10 minutes with Karen Conte
A 30-year career in palliative care has taught Karen Conte many things about life. Having worked as a registered nurse in oncology, a clinical nurse educator and a nurse practitioner specialising in palliative care, she has supported hundreds of people as they were dying, both in hospital and community settings. Karen holds a Master of Palliative Care from Flinders University. She is the project manager of Decision Assist, an Australian Government funded project that seeks to enhance the provision of palliative care and advance care planning services to older Australians.
What impact has working in palliative care had on your outlook on life?
The main thing is that I don’t sweat the small stuff. It has given my life incredible perspective so I don’t usually worry about things or let them get me down because I am healthy and my family is healthy. To me, they are the main things.
I really think we are here to have a good time and enjoy ourselves. If I’m not enjoying what I’m doing I don’t keep doing it. It’s not worth it. I have been with hundreds of people when they are dying and no-one says on their deathbed ‘I wish I’d spent more time in the office’. If people have regrets, they’re about relationships with family or friends, not about career or money. Relationships with people – that’s what life is all about.
What emotional impact has palliative care work had on you?
I’ve developed the ability to switch off from work when I’m at home. As soon as I walk in the door, I’m a mum and a wife and a sister and a pet owner again.
But there have been times at home where I’d need to go for a walk and have a cry. Usually after that I was okay. But some patients have impacted strongly on me and I remember them very clearly. It depended a bit on where I was in my life. When I had a young child and I was looking after a child of a similar age who was dying, that impacted me enormously. And when I was looking after a 19-year-old man and I had a boy of a similar age at home… I could still cry now thinking about him. He sat up in bed and said to his mum ‘This isn’t fair – I don’t want to die’. That will stay with me for me forever.
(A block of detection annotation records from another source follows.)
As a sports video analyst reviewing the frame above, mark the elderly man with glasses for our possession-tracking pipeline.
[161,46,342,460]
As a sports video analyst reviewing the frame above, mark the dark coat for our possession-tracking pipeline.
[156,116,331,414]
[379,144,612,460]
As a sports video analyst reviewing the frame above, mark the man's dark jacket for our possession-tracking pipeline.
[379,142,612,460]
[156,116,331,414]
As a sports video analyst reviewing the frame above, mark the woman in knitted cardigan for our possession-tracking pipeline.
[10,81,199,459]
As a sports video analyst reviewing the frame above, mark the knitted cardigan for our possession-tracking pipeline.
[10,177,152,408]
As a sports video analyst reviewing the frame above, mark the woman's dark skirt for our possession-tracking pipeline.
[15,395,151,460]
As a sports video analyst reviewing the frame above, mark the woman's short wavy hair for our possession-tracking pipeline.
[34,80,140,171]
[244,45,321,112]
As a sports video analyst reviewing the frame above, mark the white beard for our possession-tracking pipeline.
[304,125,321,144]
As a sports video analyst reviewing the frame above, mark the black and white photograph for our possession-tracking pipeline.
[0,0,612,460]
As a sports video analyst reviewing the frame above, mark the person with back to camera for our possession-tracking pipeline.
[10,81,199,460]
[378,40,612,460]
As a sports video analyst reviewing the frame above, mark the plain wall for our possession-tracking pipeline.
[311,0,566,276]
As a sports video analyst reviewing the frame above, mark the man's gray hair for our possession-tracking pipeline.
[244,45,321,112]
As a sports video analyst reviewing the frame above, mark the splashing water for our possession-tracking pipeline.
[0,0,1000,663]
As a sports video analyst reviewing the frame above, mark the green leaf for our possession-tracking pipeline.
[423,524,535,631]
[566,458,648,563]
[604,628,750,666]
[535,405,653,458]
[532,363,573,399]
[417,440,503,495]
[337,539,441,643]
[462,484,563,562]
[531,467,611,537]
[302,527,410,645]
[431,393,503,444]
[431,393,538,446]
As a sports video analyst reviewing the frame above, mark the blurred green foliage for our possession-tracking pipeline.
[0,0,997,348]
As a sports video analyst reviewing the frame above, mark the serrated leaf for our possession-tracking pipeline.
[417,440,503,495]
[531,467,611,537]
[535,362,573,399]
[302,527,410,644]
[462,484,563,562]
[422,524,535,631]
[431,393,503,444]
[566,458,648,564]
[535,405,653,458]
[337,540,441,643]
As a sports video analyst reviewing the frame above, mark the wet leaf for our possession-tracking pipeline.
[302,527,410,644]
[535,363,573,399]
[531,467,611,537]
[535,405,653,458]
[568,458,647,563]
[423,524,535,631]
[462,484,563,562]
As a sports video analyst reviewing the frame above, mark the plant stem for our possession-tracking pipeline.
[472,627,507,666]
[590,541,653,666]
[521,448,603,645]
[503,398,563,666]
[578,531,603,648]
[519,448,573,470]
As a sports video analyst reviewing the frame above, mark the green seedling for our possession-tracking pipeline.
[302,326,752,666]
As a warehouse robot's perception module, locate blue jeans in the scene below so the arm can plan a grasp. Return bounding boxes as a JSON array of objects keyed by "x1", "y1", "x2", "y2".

There are particular patients who absolutely get under your skin. Some you’d get to know so well that you’d think if you’d met them at a barbeque, you would have become friends. To think they were going to die in a few months’ time was bizarre in some ways. Because you met people at a very intense time in their lives, you got to know them very quickly and have incredibly intense philosophical discussions about life and death and what it all means.
I remember one man sitting on his back decking on a beautiful sunny day, looking up at a tree and listening to the birds. He said he couldn’t imagine not being able to see the tree and hear the birds anymore. Grappling with the idea of not being here anymore is an amazing concept for human beings to get their heads around. Those conversations are mind blowing.
What made you choose oncology so early in your career?
I loved the ongoing relationship that you could have with people in oncology. They weren’t coming in for surgery and then heading out again. People would come into the wards often for their chemotherapy and you got to know them very well. By the time they were dying, you had a really strong relationship with them and their families.
Even though we couldn’t change that these people were going to die, we could have an impact on the way they died, to make it as dignified and peaceful as possible. That has a huge impact on the family left behind, who would remember it for many years.
For a long time I worked in the area where I lived, so I’d often be giving bereavement support over the veggie isle in the supermarket. That was good and bad – a bit like working in a country town.
How do you feel about death?
Very few people I’ve come across are afraid of death itself. Like them, I’m not afraid to die. But I am afraid of how I might die.
A lot of that fear is about losing control. It’s a fear of being a burden on family, requiring really intimate care, or dying a horrible death or being in pain.
Do you think there is such a thing as a good death and if so, what does it look like?
Yes. I think there is such a thing as a good death. I think it’s about the person who is dying having choices about where they are cared for, where they die and how they die. It’s a good death if somebody dies pain free and peacefully, with dignity, in the place of their choice with the people of their choosing.
What are the key things in your advance care plan?
If something acute happened to me, I would definitely want treatment in this point of my life. But in the future, if I had dementia and did not recognise my family, then that is when I wouldn’t want any life-prolonging treatment. I just don’t see the point.
It goes back to my belief that life is about relationships. If you don’t have them anymore, there’s not much point to it. I don’t believe in life just for the sake of existing – eating and drinking and that’s it.
I know from my work that not everybody feels that way. Some people value life for life’s sake, regardless of the quality of that life. That is okay too. But that’s not how it is for me.
How do people tend to react when you tell them you work in palliative care?
People often think it is really sad and depressing and ask how I do it. I usually tell them it is far from that. There are sad moments but there’s also a lot of fun and black humour. It’s not all doom and gloom.
You learn so much from the patients and families you are working with. They teach you every day what is important.
What do you think is the most common misunderstanding people have about palliative care?
Definitely that palliative care is for the last days or last week of life. It is understandable that people think that, because often the community palliative care service doesn’t come in until the person only has a few months to live. But the service can also dip in and out of care when it’s needed much earlier on for symptom management and support. Palliative care has a role much earlier in a person’s disease trajectory than just at the very end.